Prince was granted a new trial after his new attorneys identified four witnesses who said they saw another man shoot Porter. Their petition also presented complaints from more than 30 other defendants who claimed to have been beaten during interrogations by Kato.
In one of those cases, Kato was accused of beating Carl Chatman, a mentally challenged man who was convicted of raping a courthouse aide in a Chicago courtroom.
In May 2017, one month after Prince was granted a new trial, the state’s attorney’s office dismissed the charges against Prince and granted his release. He subsequently received a certificate of innocence from the state and was awarded $225,506 in compensation.
Last year, Will County Judge David Carlson begrudgingly granted Foxx’s motion to recuse her office from handling the cases.
The eight cases, some dating to the 1980s, landed in Carlson’s courtroom in downtown Joliet after Judge Erica Reddick, chief judge of the criminal division, asked that she and all other Cook County judges be recused from the cases involving Kato.
In turn, Foxx asked that a special prosecutor take over the cases to prevent any appearance that Kato’s relationship to criminal court judges was influencing the handling of the case.

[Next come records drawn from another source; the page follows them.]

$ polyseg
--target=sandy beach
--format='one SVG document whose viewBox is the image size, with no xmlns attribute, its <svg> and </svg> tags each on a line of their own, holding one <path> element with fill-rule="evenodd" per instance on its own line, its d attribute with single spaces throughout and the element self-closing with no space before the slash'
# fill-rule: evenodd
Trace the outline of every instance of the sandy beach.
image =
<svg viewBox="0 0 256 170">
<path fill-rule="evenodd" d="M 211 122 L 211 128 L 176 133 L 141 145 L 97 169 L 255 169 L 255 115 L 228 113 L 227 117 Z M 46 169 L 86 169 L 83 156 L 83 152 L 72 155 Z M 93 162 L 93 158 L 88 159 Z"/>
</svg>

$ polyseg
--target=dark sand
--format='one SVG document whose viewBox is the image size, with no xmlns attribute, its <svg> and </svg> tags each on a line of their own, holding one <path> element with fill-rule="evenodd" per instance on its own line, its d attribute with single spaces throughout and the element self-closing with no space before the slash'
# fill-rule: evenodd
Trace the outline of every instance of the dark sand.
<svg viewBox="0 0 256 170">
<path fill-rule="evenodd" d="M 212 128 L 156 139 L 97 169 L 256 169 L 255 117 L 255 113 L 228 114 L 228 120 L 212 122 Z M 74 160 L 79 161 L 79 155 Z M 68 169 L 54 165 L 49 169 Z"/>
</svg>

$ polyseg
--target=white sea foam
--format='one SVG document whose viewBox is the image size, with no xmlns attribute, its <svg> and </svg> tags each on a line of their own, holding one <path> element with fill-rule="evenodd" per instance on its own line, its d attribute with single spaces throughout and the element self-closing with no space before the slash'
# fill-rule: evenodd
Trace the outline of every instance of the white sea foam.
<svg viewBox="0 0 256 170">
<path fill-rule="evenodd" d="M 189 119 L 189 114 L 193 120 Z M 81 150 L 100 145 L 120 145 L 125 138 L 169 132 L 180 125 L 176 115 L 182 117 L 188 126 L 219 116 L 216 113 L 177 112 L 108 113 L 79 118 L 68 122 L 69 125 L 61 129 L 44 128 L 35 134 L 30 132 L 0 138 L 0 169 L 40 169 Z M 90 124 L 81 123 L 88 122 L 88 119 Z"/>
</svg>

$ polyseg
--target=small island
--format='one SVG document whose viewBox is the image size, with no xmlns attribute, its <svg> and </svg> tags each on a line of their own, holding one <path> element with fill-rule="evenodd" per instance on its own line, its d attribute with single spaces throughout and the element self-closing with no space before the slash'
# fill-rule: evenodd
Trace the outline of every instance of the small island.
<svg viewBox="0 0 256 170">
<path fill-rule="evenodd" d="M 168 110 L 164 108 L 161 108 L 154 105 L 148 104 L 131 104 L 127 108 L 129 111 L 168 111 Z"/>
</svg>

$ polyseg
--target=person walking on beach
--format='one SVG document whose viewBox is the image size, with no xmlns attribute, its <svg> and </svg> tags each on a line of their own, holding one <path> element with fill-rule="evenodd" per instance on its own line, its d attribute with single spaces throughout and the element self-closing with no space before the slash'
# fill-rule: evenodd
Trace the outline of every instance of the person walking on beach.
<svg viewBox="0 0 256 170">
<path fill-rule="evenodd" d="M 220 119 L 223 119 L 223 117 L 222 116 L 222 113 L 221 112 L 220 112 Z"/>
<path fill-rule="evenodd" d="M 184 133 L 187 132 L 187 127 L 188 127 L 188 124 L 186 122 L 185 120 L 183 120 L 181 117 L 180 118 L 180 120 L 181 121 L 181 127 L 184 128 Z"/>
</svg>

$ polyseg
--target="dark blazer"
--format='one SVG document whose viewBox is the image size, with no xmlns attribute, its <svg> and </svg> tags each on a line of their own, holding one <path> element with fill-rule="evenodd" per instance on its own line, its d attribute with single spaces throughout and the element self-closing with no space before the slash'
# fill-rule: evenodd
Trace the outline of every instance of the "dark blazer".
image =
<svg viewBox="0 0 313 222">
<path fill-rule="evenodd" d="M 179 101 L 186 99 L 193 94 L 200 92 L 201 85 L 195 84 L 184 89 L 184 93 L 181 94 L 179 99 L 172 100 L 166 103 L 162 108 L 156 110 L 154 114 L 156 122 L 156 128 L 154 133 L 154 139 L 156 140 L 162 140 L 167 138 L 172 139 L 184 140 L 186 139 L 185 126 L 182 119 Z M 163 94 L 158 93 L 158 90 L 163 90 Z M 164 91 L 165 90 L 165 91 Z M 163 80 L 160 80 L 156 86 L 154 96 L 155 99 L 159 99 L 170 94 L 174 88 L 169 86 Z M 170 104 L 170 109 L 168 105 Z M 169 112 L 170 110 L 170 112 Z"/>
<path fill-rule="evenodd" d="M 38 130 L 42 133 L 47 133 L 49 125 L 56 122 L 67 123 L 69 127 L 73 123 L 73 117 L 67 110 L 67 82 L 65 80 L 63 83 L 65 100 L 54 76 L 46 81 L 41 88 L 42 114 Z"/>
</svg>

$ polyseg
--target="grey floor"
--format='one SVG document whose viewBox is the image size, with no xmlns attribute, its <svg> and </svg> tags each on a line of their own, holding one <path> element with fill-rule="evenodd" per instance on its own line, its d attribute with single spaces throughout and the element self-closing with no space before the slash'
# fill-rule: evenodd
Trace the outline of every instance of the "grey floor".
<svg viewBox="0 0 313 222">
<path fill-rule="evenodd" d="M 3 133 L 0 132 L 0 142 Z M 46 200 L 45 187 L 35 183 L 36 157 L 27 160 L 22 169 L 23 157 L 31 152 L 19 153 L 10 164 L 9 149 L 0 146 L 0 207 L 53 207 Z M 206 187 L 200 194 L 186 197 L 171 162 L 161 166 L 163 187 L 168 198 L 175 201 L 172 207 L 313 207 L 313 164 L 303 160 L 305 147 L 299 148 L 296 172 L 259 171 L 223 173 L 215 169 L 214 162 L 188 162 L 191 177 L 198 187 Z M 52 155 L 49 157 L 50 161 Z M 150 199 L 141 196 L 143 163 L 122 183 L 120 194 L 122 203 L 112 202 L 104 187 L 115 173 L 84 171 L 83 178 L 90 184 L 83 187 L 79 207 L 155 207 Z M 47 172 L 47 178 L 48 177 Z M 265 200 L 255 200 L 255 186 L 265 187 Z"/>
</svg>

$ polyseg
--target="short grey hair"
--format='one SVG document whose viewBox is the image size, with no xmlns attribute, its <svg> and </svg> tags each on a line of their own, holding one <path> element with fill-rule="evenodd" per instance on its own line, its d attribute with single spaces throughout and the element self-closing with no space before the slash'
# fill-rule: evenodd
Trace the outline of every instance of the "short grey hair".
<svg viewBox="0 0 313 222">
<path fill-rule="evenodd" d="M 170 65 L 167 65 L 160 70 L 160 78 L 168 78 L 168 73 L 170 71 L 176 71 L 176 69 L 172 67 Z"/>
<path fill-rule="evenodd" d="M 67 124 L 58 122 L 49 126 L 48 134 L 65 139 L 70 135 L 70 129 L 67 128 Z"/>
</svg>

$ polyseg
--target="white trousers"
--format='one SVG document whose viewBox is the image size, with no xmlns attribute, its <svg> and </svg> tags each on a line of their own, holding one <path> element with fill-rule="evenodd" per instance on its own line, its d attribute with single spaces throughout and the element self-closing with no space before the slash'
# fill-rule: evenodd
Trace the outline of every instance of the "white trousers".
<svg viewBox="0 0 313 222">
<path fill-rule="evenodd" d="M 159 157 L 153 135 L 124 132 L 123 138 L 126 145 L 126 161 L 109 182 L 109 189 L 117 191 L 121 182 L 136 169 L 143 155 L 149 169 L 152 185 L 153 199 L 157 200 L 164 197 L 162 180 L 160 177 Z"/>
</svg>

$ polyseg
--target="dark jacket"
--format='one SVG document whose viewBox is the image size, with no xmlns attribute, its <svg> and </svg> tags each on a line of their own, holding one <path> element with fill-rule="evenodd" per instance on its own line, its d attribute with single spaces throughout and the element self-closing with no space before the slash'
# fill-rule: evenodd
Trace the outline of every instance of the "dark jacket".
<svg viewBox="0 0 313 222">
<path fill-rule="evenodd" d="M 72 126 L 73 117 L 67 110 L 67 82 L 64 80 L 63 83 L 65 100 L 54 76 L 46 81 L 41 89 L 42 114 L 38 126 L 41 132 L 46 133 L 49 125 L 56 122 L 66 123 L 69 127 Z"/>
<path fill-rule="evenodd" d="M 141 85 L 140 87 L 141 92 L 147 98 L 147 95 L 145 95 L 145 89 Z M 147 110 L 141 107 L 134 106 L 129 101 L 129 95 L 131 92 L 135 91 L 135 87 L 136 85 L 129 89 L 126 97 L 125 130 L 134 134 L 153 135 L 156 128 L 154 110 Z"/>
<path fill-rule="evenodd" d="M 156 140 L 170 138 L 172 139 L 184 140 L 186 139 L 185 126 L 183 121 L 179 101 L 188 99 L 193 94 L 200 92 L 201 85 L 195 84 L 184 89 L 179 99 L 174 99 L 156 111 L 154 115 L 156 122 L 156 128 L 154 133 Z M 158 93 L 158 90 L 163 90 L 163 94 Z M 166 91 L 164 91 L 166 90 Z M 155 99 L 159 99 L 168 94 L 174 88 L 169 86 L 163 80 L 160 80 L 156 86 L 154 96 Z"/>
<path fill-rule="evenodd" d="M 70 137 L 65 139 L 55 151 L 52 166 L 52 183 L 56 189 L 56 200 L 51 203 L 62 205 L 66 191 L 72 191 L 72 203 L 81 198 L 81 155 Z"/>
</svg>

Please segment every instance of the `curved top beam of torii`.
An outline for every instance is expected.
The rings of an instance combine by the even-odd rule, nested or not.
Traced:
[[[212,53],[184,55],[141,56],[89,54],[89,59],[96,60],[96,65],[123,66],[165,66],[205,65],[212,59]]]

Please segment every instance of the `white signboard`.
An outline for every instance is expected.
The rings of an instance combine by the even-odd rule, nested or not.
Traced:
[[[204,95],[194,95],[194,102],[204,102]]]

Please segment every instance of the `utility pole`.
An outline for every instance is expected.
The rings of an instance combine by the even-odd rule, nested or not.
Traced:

Despite qualms about elected prosecutors’ apparent broad latitude to step away from cases, Carlson noted state law allows a state’s attorney to request a judge appoint a special prosecutor when there is a conflict for the office or “other reasons.”
Assistant State’s Attorney Carole Rogala said Foxx wanted a special prosecutor to take over the cases simply to avoid “the appearance of impropriety.”
“There has been, unfortunately, a lot of media attention to Cook County prosecutions and how cases are handled in Cook County,” Rogala said that day.
Kato retired from CPD in 2006 and later worked for the Fraternal Order of Police, the union that represents the bulk of Chicago’s rank-and-file officers. As a union rep in 2014, Kato responded to the scene the night former CPD officer Jason Van Dyke shot Laquan McDonald.
Patrick Prince said he spent 28 years in prison for a 1991 murder he confessed to only after he was beaten by Kriston Kato, a retired detective who is married to Judge Mary Brosnahan.